What could happen that would invalidate this narrative?
  • The recent ban on U.S. log imports by China and moderated demand could negatively impact sales volumes and average realizations, thereby affecting revenue from international markets.
  • Elevated macroeconomic uncertainty and cautious buyer sentiment may lead to lower demand and pricing for lumber, which could impact both revenue and net margins in the Wood Products segment.
  • The potential impact of tariffs on Canadian supply and anticipated Softwood Lumber duties could create cost pressures and market volatility, making it challenging to maintain stable revenues.
  • Planned annual maintenance in the Oriented Strand Board (OSB) business and operational disruptions from unexpected events like the MDF facility fire could lead to increased costs and lower production, thus impacting earnings.
  • The slower-than-expected start to the spring building season and cautious sentiment in the housing market can lead to decreased demand for Timberlands and Wood Products, which could negatively affect overall revenue and net earnings.

Valuation

How have all the factors above been brought together to estimate a fair value?
  • The analysts have a consensus price target of $34.25 for Weyerhaeuser based on their expectations of its future earnings growth, profit margins and other risk factors. However, there is a degree of disagreement amongst analysts, with the most bullish reporting a price target of $38.0, and the most bearish reporting a price target of just $30.0.
  • In order for you to agree with the analyst's consensus, you'd need to believe that by 2028, revenues will be $8.1 billion, earnings will come to $913.4 million, and it would be trading on a PE ratio of 32.7x, assuming you use a discount rate of 6.8%.
  • Given the current share price of $25.54, the analyst price target of $34.25 is 25.4% higher.
  • We always encourage you to reach your own conclusions though. So sense check these analyst numbers against your own assumptions and expectations based on your understanding of the business and what you believe is probable.

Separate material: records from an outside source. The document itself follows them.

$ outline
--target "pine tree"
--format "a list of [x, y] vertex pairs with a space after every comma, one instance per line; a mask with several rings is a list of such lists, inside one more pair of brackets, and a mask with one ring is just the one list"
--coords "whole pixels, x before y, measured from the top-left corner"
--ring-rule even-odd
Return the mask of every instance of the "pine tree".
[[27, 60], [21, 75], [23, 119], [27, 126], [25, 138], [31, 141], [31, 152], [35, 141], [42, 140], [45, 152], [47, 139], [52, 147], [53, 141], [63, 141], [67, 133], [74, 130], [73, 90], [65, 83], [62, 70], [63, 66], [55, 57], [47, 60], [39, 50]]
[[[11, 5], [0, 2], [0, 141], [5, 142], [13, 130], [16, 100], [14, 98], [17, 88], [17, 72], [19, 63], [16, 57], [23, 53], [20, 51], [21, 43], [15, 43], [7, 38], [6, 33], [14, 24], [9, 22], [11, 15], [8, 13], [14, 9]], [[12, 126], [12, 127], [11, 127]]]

How well do narratives help inform your perspective?

Disclaimer

AnalystConsensusTarget is a tool utilizing a Large Language Model (LLM) that ingests data on consensus price targets, forecasted revenue and earnings figures, as well as the transcripts of earnings calls to produce qualitative analysis. The narratives produced by AnalystConsensusTarget are general in nature and are based solely on analyst data and publicly-available material published by the respective companies. These scenarios are not indicative of the company's future performance and are exploratory in nature. Simply Wall St has no position in the company(s) mentioned. Simply Wall St may provide the securities issuer or related entities with website advertising services for a fee, on an arm's length basis. These relationships have no impact on the way we conduct our business, the content we host, or how our content is served to users. The price targets and estimates used are consensus data, and do not constitute a recommendation to buy or sell any stock, and they do not take account of your objectives, or your financial situation. Note that AnalystConsensusTarget's analysis may not factor in the latest price-sensitive company announcements or qualitative material.